A DNS leak occurs when your DNS queries are sent outside the encrypted VPN tunnel to your ISP's default DNS servers, revealing which websites you're visiting even though you're connected to a VPN.

A DNS leak is a privacy vulnerability that occurs when a VPN fails to route DNS requests through the encrypted tunnel. Even though your browsing traffic is protected, the DNS queries — which translate domain names like "example.com" into IP addresses — slip out to your ISP's DNS servers, exposing your browsing activity.

It's one of the most common and misunderstood VPN privacy failures. You may think you're fully protected, when in fact your ISP can still see every domain you visit.

What is DNS?

DNS (Domain Name System) is the internet's phone book. When you type a URL into your browser, your device sends a DNS query to a DNS server asking "what's the IP address for this domain?" Normally, this query goes to your ISP's DNS servers — which means your ISP has a full log of every website you visit.
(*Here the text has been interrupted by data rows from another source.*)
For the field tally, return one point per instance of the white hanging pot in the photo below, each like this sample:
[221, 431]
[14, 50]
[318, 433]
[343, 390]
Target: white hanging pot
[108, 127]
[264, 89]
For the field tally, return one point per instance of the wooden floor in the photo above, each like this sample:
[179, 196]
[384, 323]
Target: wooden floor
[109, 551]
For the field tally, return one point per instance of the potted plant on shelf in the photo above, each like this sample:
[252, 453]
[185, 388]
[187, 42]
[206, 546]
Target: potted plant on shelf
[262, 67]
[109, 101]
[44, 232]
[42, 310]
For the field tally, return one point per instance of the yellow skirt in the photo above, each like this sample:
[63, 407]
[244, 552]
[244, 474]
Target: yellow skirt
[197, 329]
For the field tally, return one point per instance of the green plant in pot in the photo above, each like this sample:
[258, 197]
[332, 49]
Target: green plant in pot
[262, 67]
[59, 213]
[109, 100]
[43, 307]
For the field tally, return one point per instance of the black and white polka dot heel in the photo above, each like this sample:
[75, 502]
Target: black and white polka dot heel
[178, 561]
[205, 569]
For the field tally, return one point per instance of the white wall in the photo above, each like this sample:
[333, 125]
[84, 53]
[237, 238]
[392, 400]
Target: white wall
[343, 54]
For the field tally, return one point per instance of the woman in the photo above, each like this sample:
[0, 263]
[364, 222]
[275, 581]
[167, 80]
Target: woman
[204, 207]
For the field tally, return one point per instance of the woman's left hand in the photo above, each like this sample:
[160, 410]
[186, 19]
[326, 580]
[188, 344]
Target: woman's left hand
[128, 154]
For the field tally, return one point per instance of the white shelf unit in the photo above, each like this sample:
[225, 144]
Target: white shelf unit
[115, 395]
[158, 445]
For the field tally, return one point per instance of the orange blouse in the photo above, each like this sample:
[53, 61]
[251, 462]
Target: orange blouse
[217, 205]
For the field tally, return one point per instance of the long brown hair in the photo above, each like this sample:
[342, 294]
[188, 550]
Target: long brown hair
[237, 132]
A VPN is supposed to handle DNS queries internally, routing them through the encrypted tunnel to DNS servers operated by the VPN provider, so your ISP never sees the requests.

How DNS Leaks Happen

DNS leaks can occur when:

  • Your operating system is configured to use a DNS server outside the VPN (often the ISP default)
  • A VPN client fails to override the OS DNS settings
  • Split tunneling is misconfigured and DNS traffic escapes the tunnel
  • Your router's DNS settings override the VPN client's configuration

Testing for DNS Leaks

You can check whether your VPN is leaking DNS with free tools like dnsleaktest.com or ipleak.net. Connect to your VPN, run a standard test, and check which DNS servers appear. If you see your ISP's servers, you have a leak. If you only see servers belonging to your VPN provider, you're protected.

DNS Leak vs. WebRTC Leak

A DNS leak exposes which domains you visit. A WebRTC leak is a different issue specific to browsers — WebRTC can reveal your real IP address even when a VPN is active. Both should be tested separately. Browser extensions or browser settings can mitigate WebRTC leaks.

How to Fix a DNS Leak

  1. Use a VPN with built-in DNS leak protection — Most reputable providers (NordVPN, ExpressVPN, Mullvad) run their own DNS servers and force all DNS traffic through the tunnel
  2. Configure DNS manually — Set your device or router to use a privacy-focused DNS provider like Cloudflare (1.1.1.1) or Google (8.8.8.8) with DNS-over-HTTPS
  3. Enable DNS leak protection in your VPN client settings — most clients have a dedicated toggle

A kill switch won't prevent a DNS leak — it only protects against IP exposure when the VPN drops entirely. These are separate protections and both matter.